Which pyarrow version are you using? Mine is 6.0.1.

albertvillanova commented 2 years ago

OK, I get now your error when not streaming.

severo commented 2 years ago

OK!

If it's useful, the pyarrow version is 7.0.0:

https://github.com/huggingface/datasets-server/blob/487c39d87998f8d5a35972f1027d6c8e588e622d/services/worker/poetry.lock#L1537-L1543

albertvillanova commented 2 years ago

Apparently, there is something weird with that Parquet file: its schema is:

images: extension<arrow.py_extension_type<pyarrow.lib.UnknownExtensionType>>

I have forced a right schema:

from datasets import Features, Image, load_dataset

features = Features({"images": Image()})
ds = datasets.load_dataset("parquet", split="train", data_files="train-00000-of-00001.parquet", features=features)

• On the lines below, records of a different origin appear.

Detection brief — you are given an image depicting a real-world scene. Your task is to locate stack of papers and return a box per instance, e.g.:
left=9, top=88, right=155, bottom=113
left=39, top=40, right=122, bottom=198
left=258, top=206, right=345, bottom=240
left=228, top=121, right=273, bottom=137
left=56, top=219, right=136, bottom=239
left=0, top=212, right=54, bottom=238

and then recreated a new Parquet file:

ds.to_parquet("train.parquet")

Now this Parquet file has the right schema:

images: struct<bytes: binary, path: string>
  child 0, bytes: binary
  child 1, path: string

and can be loaded normally:

In [26]: ds = load_dataset("parquet", split="train", data_files="dataset.parquet")
n [27]: ds
Out[27]: 
Dataset({
    features: ['images'],
    num_rows: 20
})